Le16/06/2026 ParMe BERTHO-BRIAND
Articles Défense pénale
Thèmeavocat pénaliste Lyon Code pénal procédure pénale tribunal correctionnel Tribunal Judiciaire de Lyon

Commentaire de l’arrêt de la cour d’appel de Lyon, 4e chambre des appels correctionnels, 16 juin 2026.

La comparution immédiate repose sur un équilibre fragile. D’un côté, la célérité de la réponse pénale. De l’autre, la protection des droits de la défense. Par un arrêt du 16 juin 2026, la 4e chambre des appels correctionnels de la cour d’appel de Lyon tranche une question née de la réforme du 20 novembre 2023. Un prévenu placé sous contrôle judiciaire, mais qui ne comparaît pas à l’audience, peut-il être jugé en son absence sans avoir donné son accord exprès ? La cour répond par la négative. Elle annule le jugement de première instance et le déclare inopposable à l’intéressée. La décision mérite l’attention, car elle révèle une lacune de la loi et lui apporte une réponse protectrice.

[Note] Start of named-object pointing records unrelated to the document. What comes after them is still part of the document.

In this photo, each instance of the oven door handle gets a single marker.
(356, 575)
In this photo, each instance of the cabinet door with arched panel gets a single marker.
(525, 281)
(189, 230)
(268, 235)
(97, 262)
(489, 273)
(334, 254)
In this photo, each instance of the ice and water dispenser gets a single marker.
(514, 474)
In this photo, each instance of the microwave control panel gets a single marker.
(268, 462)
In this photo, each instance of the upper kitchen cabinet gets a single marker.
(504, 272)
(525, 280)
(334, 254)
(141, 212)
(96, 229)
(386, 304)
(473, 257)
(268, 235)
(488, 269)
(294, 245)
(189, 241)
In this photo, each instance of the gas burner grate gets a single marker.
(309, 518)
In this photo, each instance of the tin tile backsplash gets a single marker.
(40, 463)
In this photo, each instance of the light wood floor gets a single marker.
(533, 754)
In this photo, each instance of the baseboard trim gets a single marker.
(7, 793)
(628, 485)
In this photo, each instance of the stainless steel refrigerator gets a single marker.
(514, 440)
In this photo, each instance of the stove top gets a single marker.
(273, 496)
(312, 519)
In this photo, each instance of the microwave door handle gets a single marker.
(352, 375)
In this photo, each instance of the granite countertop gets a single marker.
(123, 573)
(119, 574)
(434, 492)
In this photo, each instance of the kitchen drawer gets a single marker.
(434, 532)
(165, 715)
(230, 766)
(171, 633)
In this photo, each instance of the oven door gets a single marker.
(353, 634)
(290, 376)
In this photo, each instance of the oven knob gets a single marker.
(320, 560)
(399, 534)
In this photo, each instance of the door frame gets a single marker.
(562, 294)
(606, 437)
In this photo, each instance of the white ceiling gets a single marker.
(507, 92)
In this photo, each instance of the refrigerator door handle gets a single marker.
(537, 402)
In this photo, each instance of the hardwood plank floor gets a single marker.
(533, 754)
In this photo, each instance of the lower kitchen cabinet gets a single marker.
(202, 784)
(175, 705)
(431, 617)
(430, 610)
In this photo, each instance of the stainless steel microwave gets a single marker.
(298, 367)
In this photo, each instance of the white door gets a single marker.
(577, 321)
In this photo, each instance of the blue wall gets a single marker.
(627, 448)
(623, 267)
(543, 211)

Les faits : un vol en récidive et une audience manquée

Les faits sont d’une grande banalité. Le 8 novembre 2025, une femme est interpellée dans un centre commercial lyonnais pour le vol de trente-neuf produits cosmétiques, d’une valeur totale de 327,20 euros. Les objets sont restitués au magasin. La mise en cause reconnaît les faits. Elle explique avoir voulu revendre les produits afin d’obtenir un peu d’argent pour se nourrir. Elle se trouve en état de récidive légale, ayant déjà été condamnée pour des faits similaires.

La suite de la procédure est, en revanche, beaucoup plus instructive. Le 9 novembre 2025, la prévenue est déférée devant le procureur de la République en vue d’une comparution immédiate. Le même jour, le juge des libertés et de la détention refuse de la placer en détention provisoire. Il ordonne son placement sous contrôle judiciaire jusqu’à sa comparution devant le tribunal correctionnel, fixée au lendemain, le 10 novembre 2025.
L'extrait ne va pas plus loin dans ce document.